Es envidiable la reputación de los pintores. No cabe duda. Un gran amigo, contertulio de temas literarios, nos observa con marcada precisión la imperdonable omisión de El Pintor en el artículo Timón y César publicado el otro día. Error que enmendamos resaltando el valor de este personaje en La vida de Timón de Atenas, de Shakespeare.

“El arte hace vivir estos rasgos mejor de lo que lo haría la vida”, sostiene El Poeta para apreciar unos cuadros que El Pintor lleva consigo. Invaluable apología de la plástica que, a riesgo de exagerar, nos deja caer esta otra plomada: “el retrato es casi el hombre”, juicio en el que Shakespeare otorga un carácter inmutable al arte, superior al propio comportamiento humano.

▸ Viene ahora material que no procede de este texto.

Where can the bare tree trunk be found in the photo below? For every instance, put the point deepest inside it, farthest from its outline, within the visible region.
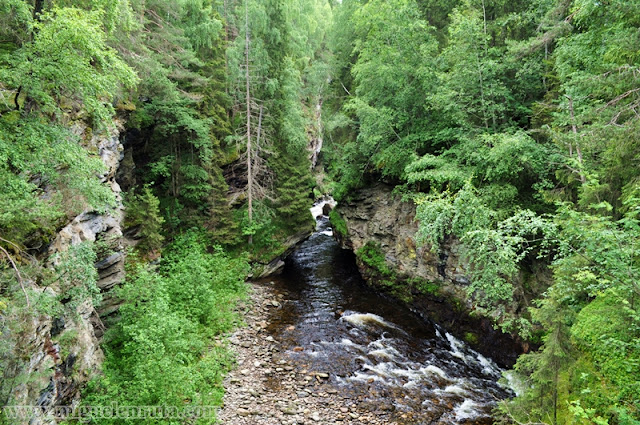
(574, 129)
(248, 99)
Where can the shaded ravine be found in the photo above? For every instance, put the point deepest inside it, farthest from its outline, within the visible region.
(372, 348)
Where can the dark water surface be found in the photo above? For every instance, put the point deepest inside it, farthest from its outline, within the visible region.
(374, 349)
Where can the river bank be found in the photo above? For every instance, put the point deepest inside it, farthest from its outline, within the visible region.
(267, 388)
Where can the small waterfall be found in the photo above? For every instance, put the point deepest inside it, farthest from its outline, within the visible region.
(373, 348)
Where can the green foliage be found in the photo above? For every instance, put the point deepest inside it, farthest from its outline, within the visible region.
(68, 58)
(143, 211)
(35, 157)
(75, 276)
(160, 352)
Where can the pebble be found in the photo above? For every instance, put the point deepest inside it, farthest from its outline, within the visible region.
(270, 388)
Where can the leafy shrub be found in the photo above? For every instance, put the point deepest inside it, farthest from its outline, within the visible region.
(161, 352)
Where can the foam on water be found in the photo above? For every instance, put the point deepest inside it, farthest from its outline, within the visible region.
(365, 320)
(467, 410)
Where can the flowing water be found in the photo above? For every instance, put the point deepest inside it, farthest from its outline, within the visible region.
(374, 349)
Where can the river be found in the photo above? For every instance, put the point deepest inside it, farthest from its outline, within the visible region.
(373, 348)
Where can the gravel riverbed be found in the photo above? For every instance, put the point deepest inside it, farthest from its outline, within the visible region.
(267, 387)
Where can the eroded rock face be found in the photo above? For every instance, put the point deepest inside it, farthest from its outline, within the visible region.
(375, 215)
(65, 350)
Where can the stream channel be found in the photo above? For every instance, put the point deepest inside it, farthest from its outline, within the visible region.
(373, 348)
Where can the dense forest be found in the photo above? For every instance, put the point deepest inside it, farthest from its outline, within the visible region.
(513, 126)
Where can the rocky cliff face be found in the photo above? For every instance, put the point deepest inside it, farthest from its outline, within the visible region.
(374, 217)
(64, 351)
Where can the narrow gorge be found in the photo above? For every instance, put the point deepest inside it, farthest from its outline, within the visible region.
(319, 211)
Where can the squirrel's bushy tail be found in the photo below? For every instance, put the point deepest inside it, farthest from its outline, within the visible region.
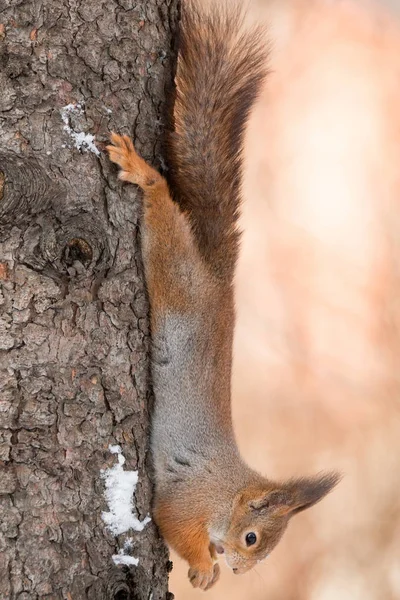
(221, 67)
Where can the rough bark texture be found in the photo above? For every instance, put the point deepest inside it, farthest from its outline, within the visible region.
(74, 336)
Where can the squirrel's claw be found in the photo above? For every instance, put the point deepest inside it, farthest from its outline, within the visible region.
(204, 579)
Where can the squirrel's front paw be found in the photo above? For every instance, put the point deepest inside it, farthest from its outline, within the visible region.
(204, 578)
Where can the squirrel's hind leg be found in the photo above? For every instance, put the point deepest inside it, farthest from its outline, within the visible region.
(175, 274)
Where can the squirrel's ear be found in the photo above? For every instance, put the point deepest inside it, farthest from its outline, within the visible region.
(296, 494)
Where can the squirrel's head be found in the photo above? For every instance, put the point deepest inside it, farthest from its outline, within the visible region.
(261, 514)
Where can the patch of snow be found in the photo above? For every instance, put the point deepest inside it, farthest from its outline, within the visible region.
(120, 486)
(83, 141)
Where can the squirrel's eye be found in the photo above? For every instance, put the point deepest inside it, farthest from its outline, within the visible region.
(251, 538)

Desborda, incluso, a la naturaleza con el peso que gravita en ella.

En la otra cara de la moneda, el Bardo pone en boca del insolente y preclaro Apemento un lamento singular: ¡Que frívolo enjambre conduce la vanidad!, en el que advierte a Timón de la inconstancia en el comportamiento. “Porque está visto que los hombres cierran sus puertas al sol poniente”. Ni el egregio Pintor con sus lienzos al hombro en tan sublime trance, se le salva a ese cantor de verdades.

Aún así, el afecto del que goza entre amigos y admiradora no sufre mella alguna. Destaca en méritos y valoraciones. Reconoce, modestia aparte, que su capacidad de exponer la vida de los hombres con sus veleidades supera con mucho las posibilidades del escritor de retratar los hechos con palabras.

De manera que hasta el mismo Apemento, patentado a semejanza del irreverente Sir John Falstaff, de Enrique IV, no para de propalar sentenciar, mondas y lirondas.

Tendría que quitarse el sombrero para inclinarse ante aquellas vívidas pinturas, tan reveladores como inspiradores. Si no lo hace, sin embargo, es por el compromiso de ser fiel al personaje que lleva dentro. Tampoco lo hace Falstaff, amén de resguardarse. Genio y figura.

El carácter con sus singularidades nos predispone a la singularidad, a la condición de ser únicos, como nuestras huellas dactilares y ADN. De ahí que el resultado de nuestras obras e ideas sean particulares. Irrepetibles e inconfundibles, como los cuadros que nos trae El Pintor, y que tanto entusiasman a El Poeta.